Image decoders — CCITT, JBIG2, JPEG, JPEG 2000. Used by PDF (always) and by the OOXML / ODF backends for embedded images.
PDF rendering & OCR — when to use udoc render, resolution choices, autodetecting scanned PDFs that need OCR, wiring layout-detection hooks for hard reading-order cases.

Capabilities at a glance¶

What every backend does today. Empty cells mean "not implemented for this format yet" — sometimes because the format does not have the concept (Markdown has no pagination), sometimes because the work is deferred to a later release.

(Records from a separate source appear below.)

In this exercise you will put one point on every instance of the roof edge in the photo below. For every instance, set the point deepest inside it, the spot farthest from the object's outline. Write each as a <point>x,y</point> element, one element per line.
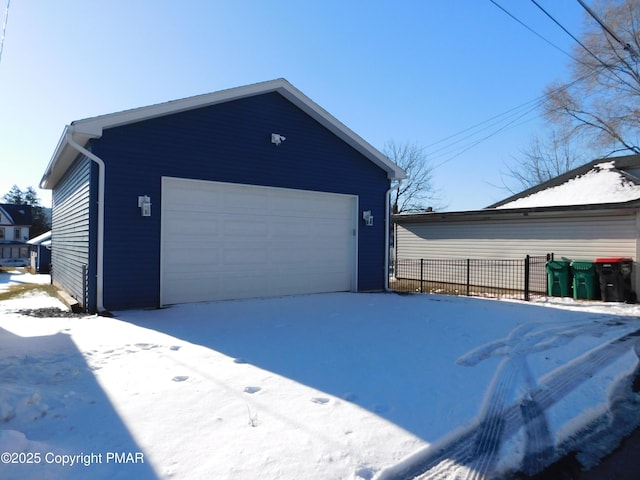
<point>84,130</point>
<point>523,211</point>
<point>620,162</point>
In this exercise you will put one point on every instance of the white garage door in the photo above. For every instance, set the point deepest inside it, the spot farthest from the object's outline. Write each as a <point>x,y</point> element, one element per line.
<point>223,241</point>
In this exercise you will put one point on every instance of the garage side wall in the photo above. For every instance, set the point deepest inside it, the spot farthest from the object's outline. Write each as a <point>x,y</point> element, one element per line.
<point>71,253</point>
<point>230,142</point>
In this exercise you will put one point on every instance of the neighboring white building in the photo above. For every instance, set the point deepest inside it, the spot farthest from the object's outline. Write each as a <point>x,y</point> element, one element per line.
<point>587,213</point>
<point>15,221</point>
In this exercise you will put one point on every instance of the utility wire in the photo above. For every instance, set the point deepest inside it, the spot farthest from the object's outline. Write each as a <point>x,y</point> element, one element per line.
<point>464,140</point>
<point>531,29</point>
<point>570,34</point>
<point>625,46</point>
<point>4,28</point>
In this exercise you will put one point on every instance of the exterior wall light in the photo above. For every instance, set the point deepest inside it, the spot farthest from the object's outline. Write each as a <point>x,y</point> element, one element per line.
<point>144,203</point>
<point>368,218</point>
<point>277,139</point>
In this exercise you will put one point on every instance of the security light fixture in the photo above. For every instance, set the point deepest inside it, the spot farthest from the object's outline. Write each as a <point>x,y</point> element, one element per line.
<point>368,218</point>
<point>144,203</point>
<point>277,139</point>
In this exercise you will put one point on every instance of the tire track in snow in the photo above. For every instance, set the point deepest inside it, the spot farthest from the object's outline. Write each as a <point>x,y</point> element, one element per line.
<point>436,461</point>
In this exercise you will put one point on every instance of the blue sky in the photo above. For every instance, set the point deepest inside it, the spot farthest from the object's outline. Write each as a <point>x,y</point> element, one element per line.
<point>409,71</point>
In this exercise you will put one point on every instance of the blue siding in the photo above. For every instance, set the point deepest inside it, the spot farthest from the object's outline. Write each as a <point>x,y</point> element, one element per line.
<point>71,233</point>
<point>230,142</point>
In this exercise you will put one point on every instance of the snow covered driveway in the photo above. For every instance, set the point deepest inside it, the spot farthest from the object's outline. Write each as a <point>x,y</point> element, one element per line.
<point>334,386</point>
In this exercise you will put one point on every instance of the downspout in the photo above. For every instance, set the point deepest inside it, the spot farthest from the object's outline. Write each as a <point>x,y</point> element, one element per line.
<point>100,259</point>
<point>387,242</point>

Format	Text	Tables	Images	Metadata	Encrypt	Render
PDF	●	●	●	●	●	●
DOCX	●	●	●	●
XLSX	●	●		●
PPTX	●	●	●	●
DOC	●	●		●
XLS	●	●		●
PPT	●	●		●
ODT	●	●	●	●
ODS	●	●		●
ODP	●	●	●	●
RTF	●	●		●
Markdown	●	●		●

Encrypted documents in formats marked blank fail with a structured PasswordRequired error rather than partial output. Page rendering for non-PDF formats is not currently supported — the format model carries the geometry, but the rasterisation pipeline is PDF-only. If you need rendering for a specific format, please open a feature request.

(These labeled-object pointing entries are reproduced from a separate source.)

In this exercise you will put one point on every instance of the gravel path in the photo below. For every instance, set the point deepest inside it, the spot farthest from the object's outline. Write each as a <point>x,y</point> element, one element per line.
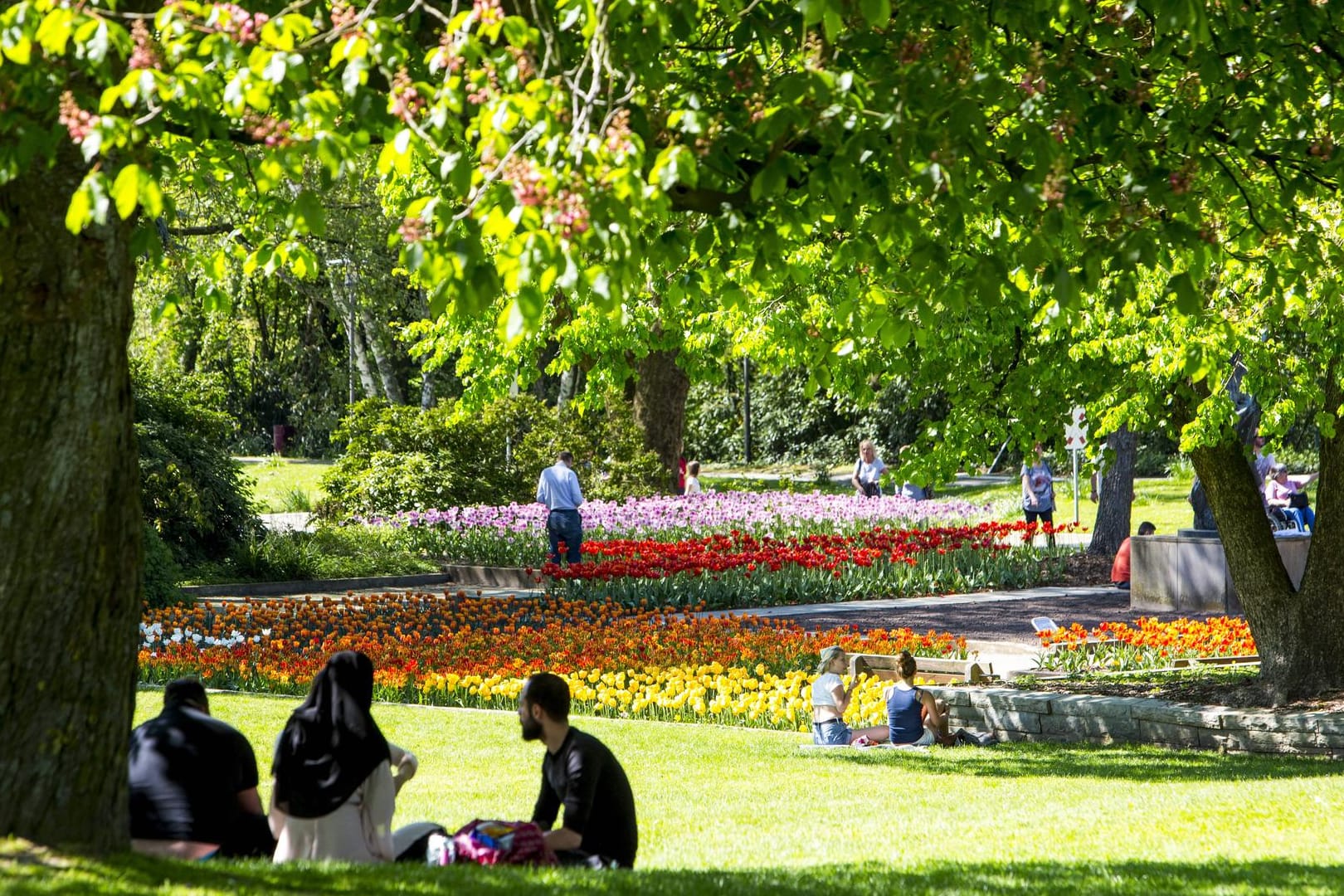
<point>991,621</point>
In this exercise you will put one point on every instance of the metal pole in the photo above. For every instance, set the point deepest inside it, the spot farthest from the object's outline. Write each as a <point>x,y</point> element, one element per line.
<point>1075,486</point>
<point>746,409</point>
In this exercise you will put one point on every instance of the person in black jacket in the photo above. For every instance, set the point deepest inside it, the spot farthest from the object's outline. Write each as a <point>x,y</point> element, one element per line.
<point>580,774</point>
<point>194,783</point>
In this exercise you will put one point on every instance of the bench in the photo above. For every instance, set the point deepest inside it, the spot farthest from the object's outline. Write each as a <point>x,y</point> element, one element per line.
<point>933,670</point>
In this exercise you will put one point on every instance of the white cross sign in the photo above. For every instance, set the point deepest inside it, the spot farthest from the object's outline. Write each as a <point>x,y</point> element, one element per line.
<point>1075,431</point>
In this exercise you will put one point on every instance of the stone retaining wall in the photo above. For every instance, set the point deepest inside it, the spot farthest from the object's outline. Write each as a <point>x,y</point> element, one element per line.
<point>1064,718</point>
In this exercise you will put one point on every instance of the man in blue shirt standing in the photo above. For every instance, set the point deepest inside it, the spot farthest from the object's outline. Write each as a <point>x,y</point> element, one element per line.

What "format" means in udoc¶

Format detection runs at the facade layer, not the backend. It looks at magic bytes first (%PDF-, PK\x03\x04, \xD0\xCF\x11\xE0, {\rtf1, etc.), inspects the OPC content-types entry inside ZIP containers to distinguish DOCX from XLSX from PPTX, and only falls back to file extension when bytes are inconclusive.

Pass format= (Python) or --input-format (CLI) to override. The typed Format enum is part of the public API; agents can pin a format when they have out-of-band knowledge.

Where to start¶

If you are evaluating udoc for a specific format, the per-format page is the right entry point. If you are doing PDF work, also read PDF rendering & OCR — it covers the table-detection / reading-order / column-detection nuances that matter for analytical pipelines.